Palme in piazza Duomo: "Trovata pubblicitaria? Il “purché se ne parli” non paga più"

Il parere di Annamaria Testa, pioniera della comunicazione

Annamaria  Testa

Annamaria Testa

Milano, 21 febbraio 2017 - Nelle piazze, in Consiglio comunale, nei bar, sui mezzi pubblici, sui social network. Ovunque si parla delle palme in piazza Duomo. 

Pronto, buongiorno: Annamaria Testa?

«Sì, sono io: buongiorno. Non mi dica che vuole parlare delle palme di piazza Duomo...».

Ha indovinato. Le dispiace?

«Secondo me è una tempesta in un bicchier d’acqua».

È questo il punto: desideravamo capire insieme a lei, esperta di comunicazione e di pubblicità, se tutto questo dibattito giova davvero all’immagine e alla notorietà di una marca, in particolare a Starbucks, che ha portato quelle palme in piazza Duomo.

«C’è una convinzione diffusa: l’importante è che si parli di una marca, di una società o di un’iniziativa. E che non conti se se ne parla bene o male, apprezzando o polemizzando.
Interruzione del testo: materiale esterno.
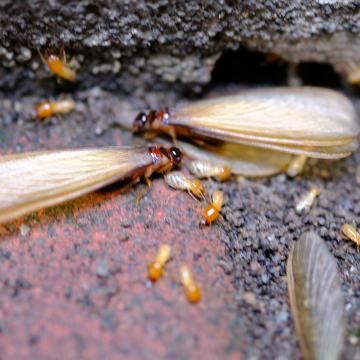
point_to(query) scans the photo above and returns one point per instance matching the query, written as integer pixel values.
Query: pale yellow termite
(306, 201)
(308, 121)
(48, 108)
(352, 234)
(211, 213)
(156, 268)
(177, 180)
(60, 68)
(30, 181)
(192, 290)
(206, 169)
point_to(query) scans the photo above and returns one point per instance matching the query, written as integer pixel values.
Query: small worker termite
(60, 68)
(211, 213)
(177, 180)
(306, 201)
(205, 169)
(352, 234)
(62, 107)
(156, 268)
(193, 292)
(315, 122)
(30, 181)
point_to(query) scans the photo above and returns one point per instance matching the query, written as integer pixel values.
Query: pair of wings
(33, 180)
(311, 121)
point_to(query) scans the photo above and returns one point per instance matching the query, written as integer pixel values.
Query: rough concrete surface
(73, 277)
(127, 44)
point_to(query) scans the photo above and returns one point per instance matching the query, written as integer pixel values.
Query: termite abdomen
(211, 213)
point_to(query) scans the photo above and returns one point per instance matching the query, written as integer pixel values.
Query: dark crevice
(254, 68)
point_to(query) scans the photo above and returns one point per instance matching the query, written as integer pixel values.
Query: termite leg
(62, 52)
(346, 244)
(193, 196)
(221, 220)
(165, 169)
(144, 191)
(41, 56)
(129, 185)
(151, 134)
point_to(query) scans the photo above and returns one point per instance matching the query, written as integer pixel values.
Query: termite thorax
(152, 120)
(174, 155)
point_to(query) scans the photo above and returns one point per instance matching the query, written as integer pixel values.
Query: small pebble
(123, 237)
(226, 265)
(102, 268)
(249, 298)
(353, 340)
(24, 229)
(255, 266)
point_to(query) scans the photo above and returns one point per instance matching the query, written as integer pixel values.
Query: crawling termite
(205, 169)
(352, 234)
(60, 68)
(192, 290)
(211, 213)
(48, 108)
(156, 268)
(306, 201)
(177, 180)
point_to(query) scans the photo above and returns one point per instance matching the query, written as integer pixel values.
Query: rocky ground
(73, 277)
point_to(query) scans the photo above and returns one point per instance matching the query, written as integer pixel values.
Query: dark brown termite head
(140, 122)
(174, 155)
(151, 121)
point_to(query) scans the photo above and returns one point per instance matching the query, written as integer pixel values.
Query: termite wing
(30, 181)
(309, 121)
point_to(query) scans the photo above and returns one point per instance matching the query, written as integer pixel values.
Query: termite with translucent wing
(30, 181)
(316, 299)
(308, 121)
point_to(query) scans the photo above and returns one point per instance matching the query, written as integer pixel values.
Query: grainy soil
(73, 277)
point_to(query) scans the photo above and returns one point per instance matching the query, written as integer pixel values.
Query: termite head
(174, 155)
(224, 173)
(53, 61)
(145, 122)
(315, 190)
(44, 110)
(197, 188)
(140, 122)
(202, 223)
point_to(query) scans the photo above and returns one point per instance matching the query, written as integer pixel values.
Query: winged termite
(238, 158)
(316, 299)
(30, 181)
(309, 121)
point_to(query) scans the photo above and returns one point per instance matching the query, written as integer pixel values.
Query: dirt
(74, 276)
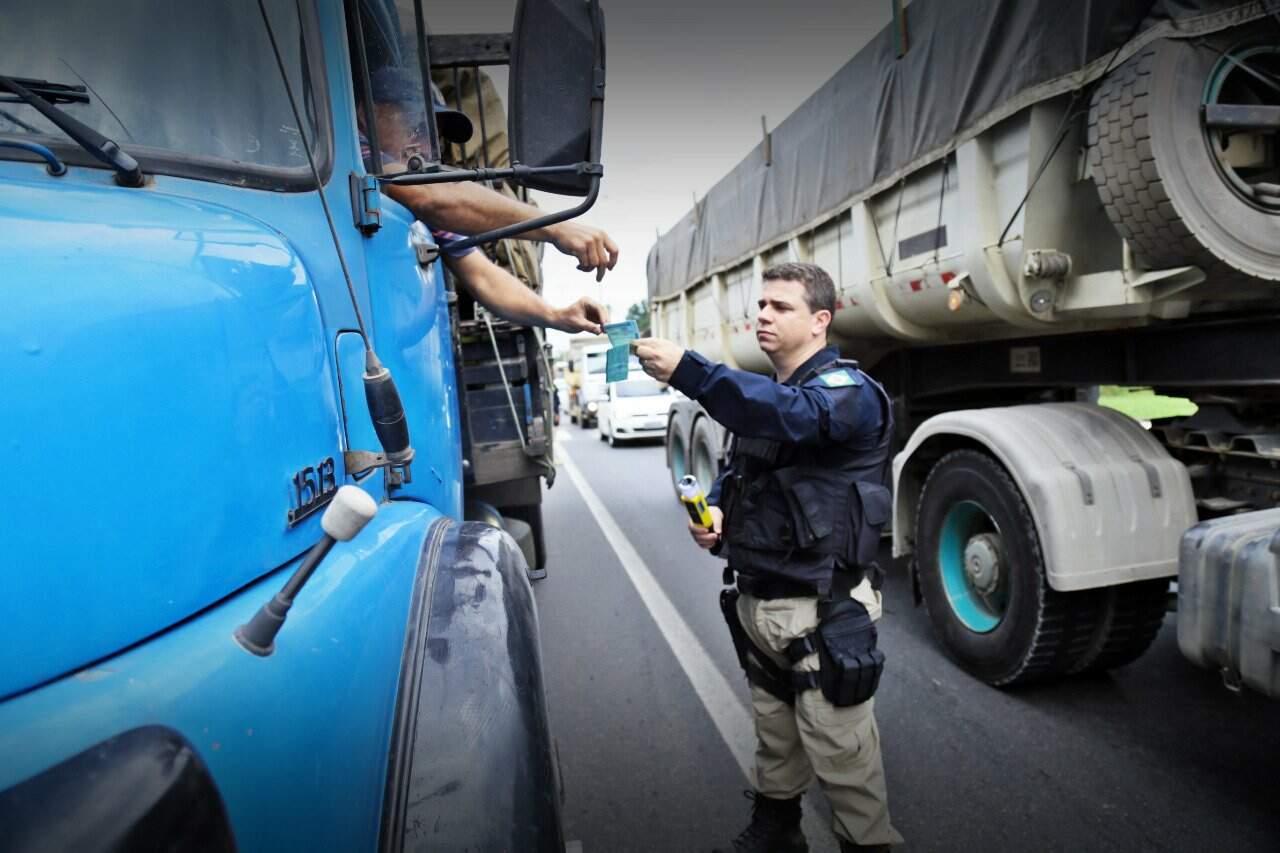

È una convinzione sbagliata. Una sciocchezza: la cosa che conta davvero è avere una buona reputazione. Sa come nasce questa convinzione sbagliata?».

No, me lo spieghi.

«Troppo spesso si confondono popolarità, notorietà e reputazione. Una buona reputazione è connessa con la stima, l’affidabilità. Chi è molto noto e ha una buona reputazione gode di popolarità, che vuol dire essere conosciuti e amati. Notorietà significa solo essere conosciuti, magari per pessimi motivi, e non implica apprezzamento o gradimento».

Insomma: Starbucks sta maledicendo quelle palme...

«Credo, più semplicemente, che avrebbero preferito che di quell’installazione si parlasse meno e meglio. A causa di tutto questo baccano mediatico stanno sfuggendo alcuni elementi importanti. Il primo è che gli sponsor privati sono fondamentali per la cura del verde in città, perché il Comune da solo non ce la farebbe a manutenere piante e aiuole. Il secondo è che quelle palme sono state autorizzate da chi aveva le competenze per farlo, a partire dalla Soprintendenza. Non ha fatto tutto Starbucks».

Ma a lei queste palme piacciono?

«Giudicherò a lavoro concluso, per ora preferisco non esprimermi. Ma quelli che partono lancia in resta a distribuire banane o a srotolare striscioni contro la presunta africanizzazione di piazza Duomo e di Milano mi fanno, onestamente, sorridere: la palma è una pianta di pace, ed è da un paio di millenni un potente simbolo di pace nella tradizione cristiana, basti pensare al senso della “domenica delle palme” che precede la Pasqua. E poi, per esempio, io sono felicissima che venga messo l’albero di Natale in piazza Duomo, ma quello lì sì, è proprio un simbolo profano ed estraneo alla nostra cultura. Vogliamo censurare gli alberi di Natale? O i peschi, che si chiamano così perché a noi sono arrivati dalla Persia l’attuale Iran, e infatti in milanese i frutti sono i pèrsich? ».

Le fiamme appiccate nella notte tra sabato e domenica avranno l’effetto di avvicinare i milanesi a queste palme?

«Di certo la nostra cultura non è né così recente né così fragile da poter essere insidiata dalla scelta di piantumare un po’ di verde in piazza del Duomo. Può essere che ora alcuni milanesi le sentano più vicine quelle palme, ma io preferirei che si smettesse proprio di parlarne. Che si lasciassero in pace queste povere piante e si riflettesse, magari, sull’arredamento urbano, che ha ampi margini di miglioramento. O su alcuni monumenti che, forse forse…».

Qualche esempio?

«Non ne faccio».

Perché non ne fa?

«Si immagini, non voglio innescare altre polemiche. In milanese si direbbe menà il turùn, menare il torrone. Cioè, parlare fastidiosamente, a vanvera, di questioni irrilevanti.».